Summary

The $lookup aggregation stage allows for collection join across unsharded collections or from a sharded collection to an unsharded one. It does not allow for the "from" collection to be sharded. We understand this is a painful and unfortunate limit on the capabilities of the query language. We strive to make it so that the distribution of data does not impact the experience with the database, but are unable to implement this improvement to our satisfaction at this time. In order to implement this feature in a way that delivers value, we would need to either (a) substantially improve the query planner's ability to provide the best cluster-wide plan for join-style queries like those involving $lookup stages or (b) improve our ability to limit resource consumption in a sharded environment. Without either of those, we would have to implement the feature in a way that guarantees poor performance as the data size scales up.

In More Detail

After partially-implementing this feature, the query team found that our infrastructure is unable to choose a good execution plan for a query where the foreign collection of a $lookup is sharded. Because the current system lacks any way to predict how much matching data will be contributed from each shard, we must make guesses at the best execution plan. Such heuristics would often choose a plan which would shuffle a lot of data around the cluster and degrade performance for other clients. Moreover, more complex or even malicious queries involving many $lookups or deeply-nested $lookups could induce enough load to bring the cluster to a halt. For example, imagine an aggregation like the following:

db.sharded.aggregate([
  {$lookup: {
    from: 'sharded',
    pipeline: [
      {$lookup: {
        from: 'sharded',
        pipeline: [
          {$lookup: {
            from: 'sharded',
            pipeline: …
          }}]
      }}]
  }}
])

One correct implementation would be to have a single process (maybe a mongos) perform the entire pipeline, pulling results from each shard as it needs them. Such an implementation would clearly scale very poorly, and induce many unnecessary network round-trips. If you instead imagine an implementation which sends the query to execute in parallel on each shard, it might scale up better. But then such a query could exponentially explode the number of connections across the cluster by having each shard send a sub-pipeline to each other shard, then have that sub-pipeline send another sub-pipeline to each other shard, and so on. This is obviously a contrived example, but even relatively simple-looking queries can quickly eat up a lot of the cluster's resources in short order in this way.
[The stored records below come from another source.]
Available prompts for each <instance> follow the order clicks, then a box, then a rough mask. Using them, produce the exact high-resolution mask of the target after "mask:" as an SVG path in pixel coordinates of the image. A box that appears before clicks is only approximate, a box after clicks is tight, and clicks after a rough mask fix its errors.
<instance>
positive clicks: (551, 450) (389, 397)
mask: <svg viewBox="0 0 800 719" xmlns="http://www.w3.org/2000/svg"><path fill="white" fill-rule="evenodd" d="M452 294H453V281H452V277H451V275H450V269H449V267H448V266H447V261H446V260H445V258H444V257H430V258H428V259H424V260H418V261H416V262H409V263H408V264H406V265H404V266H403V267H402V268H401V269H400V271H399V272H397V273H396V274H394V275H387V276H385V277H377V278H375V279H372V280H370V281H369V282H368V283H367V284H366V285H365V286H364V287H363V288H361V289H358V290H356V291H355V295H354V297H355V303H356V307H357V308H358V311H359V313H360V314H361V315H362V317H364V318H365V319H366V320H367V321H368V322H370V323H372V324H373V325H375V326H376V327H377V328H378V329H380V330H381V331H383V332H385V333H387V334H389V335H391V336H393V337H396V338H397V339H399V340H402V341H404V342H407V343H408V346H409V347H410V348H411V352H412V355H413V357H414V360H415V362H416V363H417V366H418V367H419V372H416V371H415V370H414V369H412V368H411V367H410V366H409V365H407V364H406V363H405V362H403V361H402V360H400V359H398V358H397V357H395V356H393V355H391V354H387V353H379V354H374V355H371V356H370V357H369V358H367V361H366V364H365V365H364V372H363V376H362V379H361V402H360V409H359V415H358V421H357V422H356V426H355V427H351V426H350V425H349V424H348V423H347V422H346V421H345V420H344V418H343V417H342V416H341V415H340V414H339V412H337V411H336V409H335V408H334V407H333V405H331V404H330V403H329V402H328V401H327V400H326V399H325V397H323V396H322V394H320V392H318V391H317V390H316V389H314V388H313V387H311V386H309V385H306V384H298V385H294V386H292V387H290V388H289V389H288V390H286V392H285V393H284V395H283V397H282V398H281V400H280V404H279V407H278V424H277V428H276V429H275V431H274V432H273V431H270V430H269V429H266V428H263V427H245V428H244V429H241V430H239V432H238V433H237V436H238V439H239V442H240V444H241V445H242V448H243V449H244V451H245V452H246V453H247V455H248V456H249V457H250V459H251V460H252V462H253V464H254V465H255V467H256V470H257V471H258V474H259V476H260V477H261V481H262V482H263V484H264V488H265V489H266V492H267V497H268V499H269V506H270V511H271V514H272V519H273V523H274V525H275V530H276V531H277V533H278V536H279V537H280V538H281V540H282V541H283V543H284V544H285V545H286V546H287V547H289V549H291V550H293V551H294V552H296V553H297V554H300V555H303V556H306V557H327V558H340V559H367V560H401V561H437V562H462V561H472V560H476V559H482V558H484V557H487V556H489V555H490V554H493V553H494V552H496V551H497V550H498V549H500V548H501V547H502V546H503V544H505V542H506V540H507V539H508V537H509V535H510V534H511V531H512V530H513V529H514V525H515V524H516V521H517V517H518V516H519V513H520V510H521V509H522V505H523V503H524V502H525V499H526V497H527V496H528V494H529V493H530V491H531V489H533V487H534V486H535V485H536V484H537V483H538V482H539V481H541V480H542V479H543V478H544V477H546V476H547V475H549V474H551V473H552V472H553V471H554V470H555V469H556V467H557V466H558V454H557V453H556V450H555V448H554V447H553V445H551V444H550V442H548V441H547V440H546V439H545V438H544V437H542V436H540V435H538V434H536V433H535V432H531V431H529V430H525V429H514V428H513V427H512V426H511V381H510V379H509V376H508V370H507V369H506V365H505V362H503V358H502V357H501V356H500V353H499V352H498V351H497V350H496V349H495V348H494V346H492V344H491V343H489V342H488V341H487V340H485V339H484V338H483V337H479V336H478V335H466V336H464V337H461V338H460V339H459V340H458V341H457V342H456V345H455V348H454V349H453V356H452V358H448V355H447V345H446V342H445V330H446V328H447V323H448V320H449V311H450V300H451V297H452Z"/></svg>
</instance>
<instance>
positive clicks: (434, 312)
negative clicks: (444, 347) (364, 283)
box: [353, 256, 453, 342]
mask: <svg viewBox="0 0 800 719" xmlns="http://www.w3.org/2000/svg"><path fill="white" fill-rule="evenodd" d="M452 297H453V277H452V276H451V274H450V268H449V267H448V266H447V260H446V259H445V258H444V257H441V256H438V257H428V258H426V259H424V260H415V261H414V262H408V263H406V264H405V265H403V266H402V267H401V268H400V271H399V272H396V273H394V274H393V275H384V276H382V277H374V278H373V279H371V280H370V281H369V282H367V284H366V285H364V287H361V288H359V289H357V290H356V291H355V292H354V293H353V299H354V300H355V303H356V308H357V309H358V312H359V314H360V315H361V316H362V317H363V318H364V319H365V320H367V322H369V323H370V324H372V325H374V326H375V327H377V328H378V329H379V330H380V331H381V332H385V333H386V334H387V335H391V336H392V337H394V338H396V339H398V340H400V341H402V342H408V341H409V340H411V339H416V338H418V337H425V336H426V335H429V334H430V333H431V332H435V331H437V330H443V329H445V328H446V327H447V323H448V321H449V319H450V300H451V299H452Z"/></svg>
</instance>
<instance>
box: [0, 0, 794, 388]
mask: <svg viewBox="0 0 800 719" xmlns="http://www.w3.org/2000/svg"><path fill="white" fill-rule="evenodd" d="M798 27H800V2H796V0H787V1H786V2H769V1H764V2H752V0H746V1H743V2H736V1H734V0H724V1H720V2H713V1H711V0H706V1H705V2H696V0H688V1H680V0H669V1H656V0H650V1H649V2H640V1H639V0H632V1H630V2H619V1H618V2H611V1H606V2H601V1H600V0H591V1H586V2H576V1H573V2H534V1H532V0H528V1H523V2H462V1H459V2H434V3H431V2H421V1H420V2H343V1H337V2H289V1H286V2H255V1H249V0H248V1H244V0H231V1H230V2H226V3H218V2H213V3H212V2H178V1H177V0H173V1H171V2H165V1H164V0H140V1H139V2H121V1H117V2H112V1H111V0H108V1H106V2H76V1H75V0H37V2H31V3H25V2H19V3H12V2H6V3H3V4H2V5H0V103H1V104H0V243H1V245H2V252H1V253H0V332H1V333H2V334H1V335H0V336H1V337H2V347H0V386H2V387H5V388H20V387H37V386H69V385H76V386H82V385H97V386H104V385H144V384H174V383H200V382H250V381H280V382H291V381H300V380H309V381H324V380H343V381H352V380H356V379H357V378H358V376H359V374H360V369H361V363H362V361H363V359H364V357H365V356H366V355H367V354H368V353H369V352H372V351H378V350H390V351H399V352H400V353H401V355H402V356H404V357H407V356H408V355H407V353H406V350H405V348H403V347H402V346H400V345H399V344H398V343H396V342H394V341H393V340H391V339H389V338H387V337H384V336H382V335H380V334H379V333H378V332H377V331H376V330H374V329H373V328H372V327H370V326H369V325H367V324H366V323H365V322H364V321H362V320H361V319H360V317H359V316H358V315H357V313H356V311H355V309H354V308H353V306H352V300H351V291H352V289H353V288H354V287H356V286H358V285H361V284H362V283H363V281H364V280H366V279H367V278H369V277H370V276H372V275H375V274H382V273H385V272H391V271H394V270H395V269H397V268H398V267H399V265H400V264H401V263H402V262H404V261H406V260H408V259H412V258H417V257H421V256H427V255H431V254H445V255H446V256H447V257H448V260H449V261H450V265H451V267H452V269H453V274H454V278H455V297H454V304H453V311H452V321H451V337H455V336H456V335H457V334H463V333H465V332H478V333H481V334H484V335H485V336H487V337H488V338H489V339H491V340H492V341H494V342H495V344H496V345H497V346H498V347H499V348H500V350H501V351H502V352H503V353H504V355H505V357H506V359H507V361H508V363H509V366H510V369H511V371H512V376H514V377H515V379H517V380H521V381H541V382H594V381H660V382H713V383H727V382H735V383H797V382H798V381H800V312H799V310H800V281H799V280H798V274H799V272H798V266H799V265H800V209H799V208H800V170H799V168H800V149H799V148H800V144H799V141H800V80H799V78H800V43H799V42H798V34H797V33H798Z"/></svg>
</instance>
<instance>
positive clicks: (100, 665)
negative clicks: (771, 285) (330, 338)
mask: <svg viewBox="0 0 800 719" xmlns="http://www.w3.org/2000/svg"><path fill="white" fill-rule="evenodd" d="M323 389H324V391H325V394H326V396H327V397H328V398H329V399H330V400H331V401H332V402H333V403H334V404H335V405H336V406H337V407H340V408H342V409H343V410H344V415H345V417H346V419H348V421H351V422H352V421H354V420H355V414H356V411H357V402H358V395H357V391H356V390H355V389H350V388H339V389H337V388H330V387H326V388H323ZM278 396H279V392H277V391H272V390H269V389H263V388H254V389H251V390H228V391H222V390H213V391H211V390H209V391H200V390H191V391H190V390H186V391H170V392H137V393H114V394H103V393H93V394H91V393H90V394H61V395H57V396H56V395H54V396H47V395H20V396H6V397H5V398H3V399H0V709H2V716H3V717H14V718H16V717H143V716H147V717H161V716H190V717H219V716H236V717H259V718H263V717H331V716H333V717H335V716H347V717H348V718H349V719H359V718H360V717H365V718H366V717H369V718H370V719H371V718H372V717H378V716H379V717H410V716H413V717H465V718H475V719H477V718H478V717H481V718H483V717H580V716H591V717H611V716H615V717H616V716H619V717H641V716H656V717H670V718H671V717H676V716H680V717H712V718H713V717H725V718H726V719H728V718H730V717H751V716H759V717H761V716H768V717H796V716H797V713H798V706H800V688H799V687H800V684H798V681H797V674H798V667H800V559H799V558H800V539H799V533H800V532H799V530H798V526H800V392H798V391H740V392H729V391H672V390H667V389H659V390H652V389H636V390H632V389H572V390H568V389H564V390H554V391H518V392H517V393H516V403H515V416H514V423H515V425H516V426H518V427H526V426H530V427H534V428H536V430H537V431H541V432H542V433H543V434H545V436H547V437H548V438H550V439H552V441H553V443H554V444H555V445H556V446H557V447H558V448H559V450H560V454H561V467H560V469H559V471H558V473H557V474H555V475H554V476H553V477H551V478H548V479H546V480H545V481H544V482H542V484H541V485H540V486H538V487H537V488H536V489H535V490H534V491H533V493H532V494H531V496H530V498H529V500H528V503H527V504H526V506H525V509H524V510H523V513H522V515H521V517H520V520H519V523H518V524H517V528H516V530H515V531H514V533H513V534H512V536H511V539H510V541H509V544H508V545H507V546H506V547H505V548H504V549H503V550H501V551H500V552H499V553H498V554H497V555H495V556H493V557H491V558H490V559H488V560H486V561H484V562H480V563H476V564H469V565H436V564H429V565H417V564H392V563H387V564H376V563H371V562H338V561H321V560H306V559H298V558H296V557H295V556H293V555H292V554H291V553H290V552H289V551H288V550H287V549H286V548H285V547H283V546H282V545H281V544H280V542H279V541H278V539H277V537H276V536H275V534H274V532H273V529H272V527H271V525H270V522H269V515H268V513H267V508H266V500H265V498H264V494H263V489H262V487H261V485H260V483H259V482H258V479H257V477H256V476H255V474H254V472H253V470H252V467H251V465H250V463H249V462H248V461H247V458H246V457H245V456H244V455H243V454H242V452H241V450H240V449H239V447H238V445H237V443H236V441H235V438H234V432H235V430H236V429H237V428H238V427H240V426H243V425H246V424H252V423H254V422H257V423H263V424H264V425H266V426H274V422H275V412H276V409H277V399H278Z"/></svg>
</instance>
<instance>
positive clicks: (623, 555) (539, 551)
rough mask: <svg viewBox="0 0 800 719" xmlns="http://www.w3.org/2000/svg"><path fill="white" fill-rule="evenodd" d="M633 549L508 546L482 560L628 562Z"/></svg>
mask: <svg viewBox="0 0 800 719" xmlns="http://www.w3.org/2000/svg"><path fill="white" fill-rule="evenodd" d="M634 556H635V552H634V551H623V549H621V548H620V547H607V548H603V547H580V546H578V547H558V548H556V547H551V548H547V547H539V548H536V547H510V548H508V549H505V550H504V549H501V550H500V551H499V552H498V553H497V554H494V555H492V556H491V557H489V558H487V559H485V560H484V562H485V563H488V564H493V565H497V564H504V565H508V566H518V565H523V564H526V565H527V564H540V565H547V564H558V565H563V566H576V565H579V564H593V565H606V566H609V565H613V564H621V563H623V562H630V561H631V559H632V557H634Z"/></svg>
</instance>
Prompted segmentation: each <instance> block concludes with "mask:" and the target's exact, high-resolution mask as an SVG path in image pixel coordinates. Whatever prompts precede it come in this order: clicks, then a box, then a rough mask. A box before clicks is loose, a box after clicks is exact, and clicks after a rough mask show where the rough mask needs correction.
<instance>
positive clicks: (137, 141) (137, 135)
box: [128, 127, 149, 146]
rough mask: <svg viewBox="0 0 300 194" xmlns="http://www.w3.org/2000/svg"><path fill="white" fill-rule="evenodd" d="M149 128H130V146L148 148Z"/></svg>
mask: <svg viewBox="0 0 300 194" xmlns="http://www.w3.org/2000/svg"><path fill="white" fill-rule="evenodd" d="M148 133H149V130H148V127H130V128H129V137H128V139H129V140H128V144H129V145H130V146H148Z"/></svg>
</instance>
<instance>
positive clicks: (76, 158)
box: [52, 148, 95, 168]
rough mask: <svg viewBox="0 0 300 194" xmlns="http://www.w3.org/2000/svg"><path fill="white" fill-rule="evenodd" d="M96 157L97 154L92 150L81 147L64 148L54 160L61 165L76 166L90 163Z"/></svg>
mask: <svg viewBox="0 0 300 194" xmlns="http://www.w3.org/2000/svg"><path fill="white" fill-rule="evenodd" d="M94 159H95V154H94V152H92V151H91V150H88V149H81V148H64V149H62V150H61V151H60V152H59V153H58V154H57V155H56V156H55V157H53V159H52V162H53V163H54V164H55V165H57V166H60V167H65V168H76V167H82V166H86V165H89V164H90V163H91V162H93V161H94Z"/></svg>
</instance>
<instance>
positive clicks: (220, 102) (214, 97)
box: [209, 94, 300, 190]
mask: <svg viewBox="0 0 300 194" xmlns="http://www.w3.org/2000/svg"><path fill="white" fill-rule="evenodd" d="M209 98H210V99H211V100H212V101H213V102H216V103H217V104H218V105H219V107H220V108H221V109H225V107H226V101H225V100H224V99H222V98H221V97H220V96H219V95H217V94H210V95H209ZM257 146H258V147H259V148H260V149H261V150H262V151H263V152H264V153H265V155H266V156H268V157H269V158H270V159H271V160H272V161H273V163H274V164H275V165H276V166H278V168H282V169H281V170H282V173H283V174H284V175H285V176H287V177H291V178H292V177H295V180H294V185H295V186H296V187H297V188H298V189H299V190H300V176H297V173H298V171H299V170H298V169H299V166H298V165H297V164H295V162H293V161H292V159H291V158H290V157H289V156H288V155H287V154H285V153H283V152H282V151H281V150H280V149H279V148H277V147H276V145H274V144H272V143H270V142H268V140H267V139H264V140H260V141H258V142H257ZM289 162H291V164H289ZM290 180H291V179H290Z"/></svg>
After exposing such complexities in the design, the query team decided we will need to expand our distributed planning and execution infrastructure to implement this feature well. We understand this is a very desirable future and plan to work towards it in the future, but have no specific target date or release at this time.

Known Workarounds

1. The source collection of an aggregation is allowed to be sharded, even if there's a $lookup to an unsharded namespace. So if for example you wanted to write
   db.unsharded.aggregate([{$lookup: {from: 'sharded', localField: 'unshardedId', foreignField: 'shardedId', as: 'x'}}])
   You could instead write something more like
   db.sharded.aggregate([{$lookup: {from: 'unsharded', localField: 'shardedId', foreignField: 'unshardedId', as: 'x'}}])
2. As always, the client can perform the lookups themselves to get similar functionality at a higher performance cost.
3. In certain cases where querying via a $lookup is common, using a different schema to model the relationship between documents may improve performance and remove the need for a $lookup. See our documentation about data modeling for some suggestions.